Cato Isaksen scosse la testa. «Non possiamo stare qui a farci dei film. Sai invece a chi assomiglia, secondo me?»

«A Britt Else Buberg», disse Marian. «Ma è lei? No, lei aveva i capelli ricci. Per caso abbiamo un’altra foto della Buberg? Magari…».

«Solo da morta», rispose Cato. «Non ce ne sono foto di lei da viva. Soltanto quella piccola e sfocata che hai rubato dall’appartamento di Carlsson».

«E se Lennart Hjertnes fosse il padre di Tomas? Se la figlia di Astrid Wismer fosse rimasta incinta dopo essere stata violentata? Hai capito cosa intendo?»

«Senti, adesso stai mescolando tutte le tue teorie e stai facendo un bel minestrone».

La collega lo interruppe: «Immaginiamo che questa Ann sia davvero Hanne Elisabeth Wismer… che abbia vissuto sotto mentite spoglie per trentacinque anni».

«No, Marian». Isaksen si alzò e gettò la foto sul tavolo. «Non ce la faccio ad ascoltare altre teorie del cavolo. Tu stai dicendo che Ann sarebbe Hanne Elisabeth Wismer, e che si è nascosta per punire Lennart Hoen alias Hjertnes».

Marian si strinse le tempie. «Oppure», sospirò abbassando le mani, «magari Carlsson ha avuto un rapporto con la ragazza che gli era stata data in affidamento, Britt Else Buberg. E ha dovuto nasconderlo per tutti questi anni. Pensa se avesse messo incinta la sua paziente psichiatrica, lui che era stato così gentile a portarla via dall’ospedale. E se avesse avuto un fine ben preciso? Nella vita bisogna essere abbastanza malati per riuscire, ma abbastanza sani da non fallire. E se la Buberg avesse partorito Tomas e poi fosse stata mandata a Oslo?»

«Ecco, adesso stai davvero mescolando le carte in tavola e stai facendo una gran confusione, Marian. Qui abbiamo due casi. Due omicidi. Wismer e Buberg. Due donne morte a distanza di trentacinque anni. Non sono necessariamente…».

«Io ragionavo soltanto. Oppure… non so… Lennart Hjertnes… magari Hanne Elisabeth rimase incinta dopo la violenza sessuale. Ho un sacco di idee che mi frullano per la testa».

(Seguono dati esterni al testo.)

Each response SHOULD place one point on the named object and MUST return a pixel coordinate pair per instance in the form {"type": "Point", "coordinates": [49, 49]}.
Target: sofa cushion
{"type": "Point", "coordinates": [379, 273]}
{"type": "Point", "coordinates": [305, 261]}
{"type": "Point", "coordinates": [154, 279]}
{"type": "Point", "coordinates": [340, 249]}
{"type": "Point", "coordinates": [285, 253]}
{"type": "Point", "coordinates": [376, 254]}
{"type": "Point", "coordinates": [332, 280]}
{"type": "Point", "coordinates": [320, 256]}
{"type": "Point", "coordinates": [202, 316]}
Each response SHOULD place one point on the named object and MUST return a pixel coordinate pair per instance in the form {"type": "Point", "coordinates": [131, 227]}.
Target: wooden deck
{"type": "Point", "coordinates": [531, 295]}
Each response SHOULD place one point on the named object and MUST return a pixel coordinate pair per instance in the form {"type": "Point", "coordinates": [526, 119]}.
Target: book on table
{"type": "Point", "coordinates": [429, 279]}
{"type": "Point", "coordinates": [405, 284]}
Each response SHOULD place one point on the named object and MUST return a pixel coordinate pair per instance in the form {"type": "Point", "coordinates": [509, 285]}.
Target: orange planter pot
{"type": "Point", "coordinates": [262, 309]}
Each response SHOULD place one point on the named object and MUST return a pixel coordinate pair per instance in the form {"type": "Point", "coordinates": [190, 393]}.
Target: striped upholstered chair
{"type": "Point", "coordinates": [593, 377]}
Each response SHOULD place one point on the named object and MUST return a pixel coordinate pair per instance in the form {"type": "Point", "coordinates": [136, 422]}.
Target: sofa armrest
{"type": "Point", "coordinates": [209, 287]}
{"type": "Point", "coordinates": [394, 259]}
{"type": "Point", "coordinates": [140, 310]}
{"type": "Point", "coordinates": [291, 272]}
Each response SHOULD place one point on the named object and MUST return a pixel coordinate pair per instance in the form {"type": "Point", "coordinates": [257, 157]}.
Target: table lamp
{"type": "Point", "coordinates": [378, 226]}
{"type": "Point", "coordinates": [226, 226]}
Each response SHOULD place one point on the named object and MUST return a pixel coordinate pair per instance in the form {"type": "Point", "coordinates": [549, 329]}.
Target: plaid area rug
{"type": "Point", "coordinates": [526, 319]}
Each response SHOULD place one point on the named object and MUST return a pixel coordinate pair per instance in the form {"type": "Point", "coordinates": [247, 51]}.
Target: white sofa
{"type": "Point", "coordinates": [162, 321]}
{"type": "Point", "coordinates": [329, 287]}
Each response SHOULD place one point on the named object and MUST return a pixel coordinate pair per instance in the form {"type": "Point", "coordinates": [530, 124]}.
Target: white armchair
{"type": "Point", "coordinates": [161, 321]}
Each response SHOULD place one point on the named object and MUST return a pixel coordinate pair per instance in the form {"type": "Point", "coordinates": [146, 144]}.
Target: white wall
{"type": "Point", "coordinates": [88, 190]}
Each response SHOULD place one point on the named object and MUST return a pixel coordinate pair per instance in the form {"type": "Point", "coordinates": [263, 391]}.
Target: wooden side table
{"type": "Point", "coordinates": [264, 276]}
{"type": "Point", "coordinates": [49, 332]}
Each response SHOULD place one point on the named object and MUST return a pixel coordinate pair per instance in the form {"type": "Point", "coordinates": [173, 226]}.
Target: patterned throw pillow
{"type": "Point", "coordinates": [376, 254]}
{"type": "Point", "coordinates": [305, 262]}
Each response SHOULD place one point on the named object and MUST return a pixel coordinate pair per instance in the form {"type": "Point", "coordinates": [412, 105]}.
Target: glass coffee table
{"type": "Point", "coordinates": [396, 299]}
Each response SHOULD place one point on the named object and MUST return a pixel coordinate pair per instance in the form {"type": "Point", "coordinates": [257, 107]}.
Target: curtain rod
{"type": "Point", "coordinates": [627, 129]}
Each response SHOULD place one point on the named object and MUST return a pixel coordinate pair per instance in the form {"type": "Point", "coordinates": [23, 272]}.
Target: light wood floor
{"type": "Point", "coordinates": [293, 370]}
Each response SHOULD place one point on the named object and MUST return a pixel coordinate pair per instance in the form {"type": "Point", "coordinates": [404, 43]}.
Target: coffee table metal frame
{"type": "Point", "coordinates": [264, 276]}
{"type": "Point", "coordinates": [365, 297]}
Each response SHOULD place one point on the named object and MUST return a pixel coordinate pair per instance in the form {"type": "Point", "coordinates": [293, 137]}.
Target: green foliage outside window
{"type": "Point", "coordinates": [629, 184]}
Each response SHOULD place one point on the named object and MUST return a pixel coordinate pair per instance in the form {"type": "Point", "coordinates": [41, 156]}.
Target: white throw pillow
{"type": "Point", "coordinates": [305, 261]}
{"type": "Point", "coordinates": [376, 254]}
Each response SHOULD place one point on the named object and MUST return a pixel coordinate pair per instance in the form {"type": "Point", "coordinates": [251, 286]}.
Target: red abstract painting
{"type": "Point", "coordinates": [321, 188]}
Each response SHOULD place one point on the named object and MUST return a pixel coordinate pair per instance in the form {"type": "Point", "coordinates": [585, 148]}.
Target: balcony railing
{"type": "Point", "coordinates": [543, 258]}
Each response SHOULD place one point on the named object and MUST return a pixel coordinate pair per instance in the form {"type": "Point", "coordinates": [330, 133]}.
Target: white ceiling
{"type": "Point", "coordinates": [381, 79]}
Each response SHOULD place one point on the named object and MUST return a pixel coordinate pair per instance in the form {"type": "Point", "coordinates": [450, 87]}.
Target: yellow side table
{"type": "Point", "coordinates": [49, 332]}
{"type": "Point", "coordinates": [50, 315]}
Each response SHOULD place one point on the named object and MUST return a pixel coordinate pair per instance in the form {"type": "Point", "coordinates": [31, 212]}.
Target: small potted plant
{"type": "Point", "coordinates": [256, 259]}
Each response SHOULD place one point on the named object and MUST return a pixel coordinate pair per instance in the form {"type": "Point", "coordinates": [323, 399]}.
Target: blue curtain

Cato bevve un sorso di caffè e poggiò la tazza sul tavolo con un rumore secco. «La figlia di Astrid Wismer è stata violentata a metà luglio. Tomas Carlsson è nato il 10 marzo».

«Un mese prima del normale», disse Marian Dahle. «Non è possibile».

«È stato partorito a casa dalla moglie di Carlsson. Probabilmente le cose sono andate proprio così. Siamo noi che stiamo tirando fuori delle storie, Marian, che… Il mio cervello non riesce a ricollegare tutto questo assurdo teatrino. Hanne Elisabeth Wismer è stata uccisa allora. È morta. Penso ci sia qualcos’altro che non riusciamo a vedere. Tra un paio di giorni dalla Svezia ci arriverà la risposta delle analisi del DNA. Così vedremo se Carlsson è il padre di Tomas, come dice lui. Io non ci credo».

«Sì», disse Marian, «ma la vicina magrolina di Södergatan ci ha detto che lì avevano abitato varie ragazze giovani, quindi quale di loro è la vera madre di Tomas?».